We can see the credential classification categories on the left hand side, which makes interpreting the results a little bit easier. We can also see the process, command line and actual process chain that accessed out credential files. In this case, we see a node accessing our Azure credentials. From here, we can decide if this is normal activity or not and dig deeper into the network side of things as we did above.
Once we’ve keyed in on what credential file or event looks interesting, we can generate a Sankey visual with the following query:
index=fishbowl
( (event=credential_access AND (path="*msal_token_cache.json" OR path="*azureProfile.json"))
OR (event=network_egress AND destination_port=9999)
OR (event=process_exec AND (process_cmdline="*postinstall*" OR process_cmdline="node index.js")) )
| eval step=case(
like(process_cmdline,"%postinstall%"), "postinstall hook",
process_cmdline="node index.js", "node index.js",
1=1, null())
| where isnotnull(step)
| eval cred=case(
like(path,"%msal_token_cache.json"), "msal_token_cache.json",
like(path,"%azureProfile.json"), "azureProfile.json")
| eval dst=if(event="network_egress", destination.":".destination_port, null())
| eval edges=case(
event="process_exec", mvappend("helpful-logger§"+step, "__skip__§__skip__"),
event="credential_access", mvappend(step+"§"+cred, cred+"§exfiltrated to attacker"),
event="network_egress", mvappend("exfiltrated to attacker§"+dst, "__skip__§__skip__"))
| mvexpand edges
| eval source=mvindex(split(edges,"§"),0)

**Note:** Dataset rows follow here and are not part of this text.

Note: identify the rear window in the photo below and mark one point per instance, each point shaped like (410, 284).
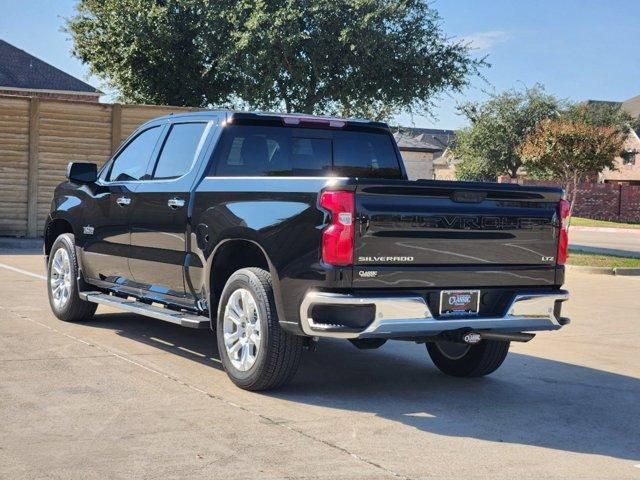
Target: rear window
(280, 151)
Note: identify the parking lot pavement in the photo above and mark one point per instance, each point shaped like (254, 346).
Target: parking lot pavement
(123, 396)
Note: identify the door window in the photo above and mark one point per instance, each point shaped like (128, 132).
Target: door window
(247, 150)
(272, 151)
(131, 163)
(179, 150)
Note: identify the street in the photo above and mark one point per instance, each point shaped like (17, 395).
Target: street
(124, 396)
(606, 240)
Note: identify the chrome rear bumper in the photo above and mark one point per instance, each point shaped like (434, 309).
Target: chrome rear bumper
(409, 316)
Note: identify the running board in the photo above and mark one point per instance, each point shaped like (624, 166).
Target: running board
(179, 318)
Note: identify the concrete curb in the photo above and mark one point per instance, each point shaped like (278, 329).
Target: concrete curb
(603, 251)
(578, 228)
(12, 243)
(622, 271)
(592, 270)
(628, 271)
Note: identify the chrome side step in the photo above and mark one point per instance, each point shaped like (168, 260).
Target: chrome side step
(130, 305)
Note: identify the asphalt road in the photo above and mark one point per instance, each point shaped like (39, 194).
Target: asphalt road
(123, 396)
(606, 240)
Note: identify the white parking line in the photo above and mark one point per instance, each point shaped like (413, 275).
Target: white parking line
(24, 272)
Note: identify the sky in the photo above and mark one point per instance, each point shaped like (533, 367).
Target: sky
(577, 49)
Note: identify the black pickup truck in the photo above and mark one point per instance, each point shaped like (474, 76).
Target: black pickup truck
(276, 230)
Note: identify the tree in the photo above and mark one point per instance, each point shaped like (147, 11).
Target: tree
(568, 151)
(372, 58)
(489, 146)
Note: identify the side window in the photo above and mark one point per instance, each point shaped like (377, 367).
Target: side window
(271, 151)
(179, 150)
(131, 163)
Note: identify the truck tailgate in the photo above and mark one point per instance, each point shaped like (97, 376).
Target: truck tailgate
(457, 231)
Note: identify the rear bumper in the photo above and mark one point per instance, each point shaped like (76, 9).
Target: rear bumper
(398, 316)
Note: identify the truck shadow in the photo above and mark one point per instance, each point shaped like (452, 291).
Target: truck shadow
(529, 401)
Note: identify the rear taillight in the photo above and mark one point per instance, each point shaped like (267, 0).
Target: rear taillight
(337, 238)
(564, 207)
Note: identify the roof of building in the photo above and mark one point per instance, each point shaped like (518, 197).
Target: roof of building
(632, 106)
(21, 70)
(415, 144)
(438, 137)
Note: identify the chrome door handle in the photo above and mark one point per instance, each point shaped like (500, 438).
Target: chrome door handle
(176, 203)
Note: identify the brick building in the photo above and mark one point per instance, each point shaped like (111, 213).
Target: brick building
(22, 74)
(425, 152)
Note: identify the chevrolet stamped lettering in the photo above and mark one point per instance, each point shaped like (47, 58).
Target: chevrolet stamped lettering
(459, 222)
(275, 231)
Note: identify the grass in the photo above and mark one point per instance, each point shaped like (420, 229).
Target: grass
(588, 222)
(584, 259)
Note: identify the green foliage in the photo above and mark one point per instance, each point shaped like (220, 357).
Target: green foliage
(370, 58)
(489, 146)
(568, 150)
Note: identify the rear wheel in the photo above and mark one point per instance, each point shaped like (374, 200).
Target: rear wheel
(463, 360)
(256, 353)
(62, 285)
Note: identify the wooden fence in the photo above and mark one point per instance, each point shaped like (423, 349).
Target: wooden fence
(39, 137)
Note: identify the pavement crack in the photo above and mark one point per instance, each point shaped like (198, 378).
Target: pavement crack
(265, 418)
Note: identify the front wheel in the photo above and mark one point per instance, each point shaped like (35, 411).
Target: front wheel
(256, 353)
(462, 360)
(62, 285)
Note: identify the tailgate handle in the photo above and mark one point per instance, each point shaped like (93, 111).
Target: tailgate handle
(465, 196)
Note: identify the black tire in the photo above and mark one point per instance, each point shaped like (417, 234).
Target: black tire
(73, 309)
(278, 356)
(476, 360)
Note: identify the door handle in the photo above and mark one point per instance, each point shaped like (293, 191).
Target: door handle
(176, 203)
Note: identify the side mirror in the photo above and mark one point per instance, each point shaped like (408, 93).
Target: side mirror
(82, 172)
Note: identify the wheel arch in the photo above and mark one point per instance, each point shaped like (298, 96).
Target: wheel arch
(227, 257)
(53, 229)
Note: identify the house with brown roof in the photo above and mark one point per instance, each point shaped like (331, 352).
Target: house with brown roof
(23, 74)
(628, 163)
(425, 152)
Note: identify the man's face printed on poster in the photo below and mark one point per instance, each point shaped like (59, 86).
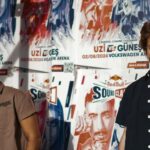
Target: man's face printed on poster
(102, 118)
(2, 7)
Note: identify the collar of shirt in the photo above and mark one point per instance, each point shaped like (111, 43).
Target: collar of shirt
(1, 87)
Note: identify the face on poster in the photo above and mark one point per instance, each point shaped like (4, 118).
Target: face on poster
(97, 91)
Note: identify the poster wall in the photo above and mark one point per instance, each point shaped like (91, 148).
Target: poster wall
(76, 58)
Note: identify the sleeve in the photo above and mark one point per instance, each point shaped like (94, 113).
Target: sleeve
(124, 108)
(23, 105)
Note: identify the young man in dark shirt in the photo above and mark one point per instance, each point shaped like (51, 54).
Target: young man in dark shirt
(18, 122)
(134, 111)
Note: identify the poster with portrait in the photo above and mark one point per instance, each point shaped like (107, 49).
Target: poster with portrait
(95, 102)
(37, 83)
(35, 37)
(58, 126)
(8, 31)
(108, 32)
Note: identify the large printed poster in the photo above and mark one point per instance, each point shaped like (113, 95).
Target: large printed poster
(8, 31)
(108, 32)
(95, 102)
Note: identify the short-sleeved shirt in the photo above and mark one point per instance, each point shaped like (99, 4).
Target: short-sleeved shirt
(134, 114)
(15, 105)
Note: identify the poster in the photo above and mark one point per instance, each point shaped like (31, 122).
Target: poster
(95, 102)
(109, 31)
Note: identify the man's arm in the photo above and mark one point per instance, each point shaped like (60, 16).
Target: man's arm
(32, 133)
(122, 141)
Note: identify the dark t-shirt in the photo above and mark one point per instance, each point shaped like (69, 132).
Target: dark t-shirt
(134, 114)
(15, 106)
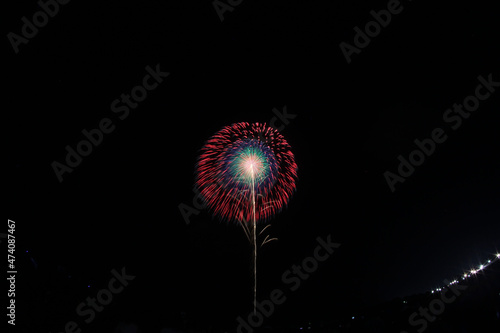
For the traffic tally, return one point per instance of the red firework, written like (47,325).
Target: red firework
(246,172)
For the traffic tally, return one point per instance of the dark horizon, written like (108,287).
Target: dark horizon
(354,124)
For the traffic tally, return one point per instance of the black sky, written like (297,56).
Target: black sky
(120,206)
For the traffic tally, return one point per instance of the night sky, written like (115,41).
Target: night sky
(120,206)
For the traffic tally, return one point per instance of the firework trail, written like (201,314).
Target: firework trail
(246,173)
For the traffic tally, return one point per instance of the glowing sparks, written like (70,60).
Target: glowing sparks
(242,164)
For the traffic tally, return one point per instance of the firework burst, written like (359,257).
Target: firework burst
(246,169)
(247,173)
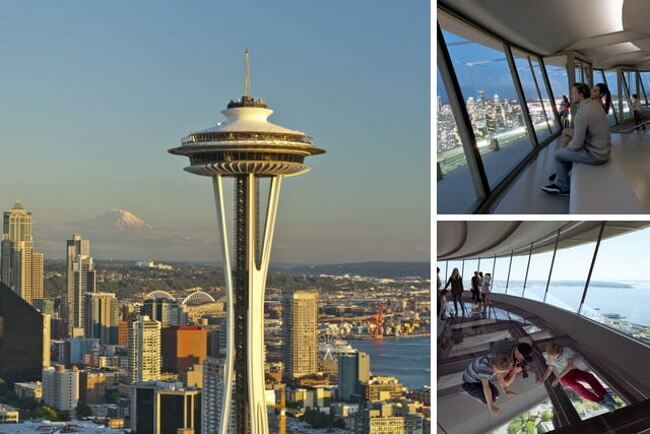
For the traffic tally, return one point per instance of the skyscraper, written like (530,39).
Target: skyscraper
(144,350)
(183,347)
(165,408)
(80,277)
(300,325)
(211,401)
(61,387)
(24,338)
(101,311)
(248,148)
(353,371)
(20,268)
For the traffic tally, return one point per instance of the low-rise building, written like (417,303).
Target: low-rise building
(32,390)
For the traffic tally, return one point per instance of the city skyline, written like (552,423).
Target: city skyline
(141,96)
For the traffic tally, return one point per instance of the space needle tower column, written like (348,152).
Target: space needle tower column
(248,148)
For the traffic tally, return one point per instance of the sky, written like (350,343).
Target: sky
(95,93)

| eval target=mvindex(split(edges,"§"),1)
| where source!="__skip__"
| dedup observed_pid source target
| stats count as value by source target
| sort source target

Wrap up
Hopefully this little blog did a decent job of demonstrating how fishbowl works and what kind of attacks it’s designed to illuminate. It should be noted that fishbowl won’t block anything and that’s by design. This project was designed to create visibility where none previously existed. Using fishbowl, you now have a strand of telemetry that simply didn’t exist without it. This demo utilized a malicious NPM package to simulate a supply chain attack, but similar vectors can exist for malicious skills or environment variable hijacking - fishbowl is designed to get you visibility into these aspects as well.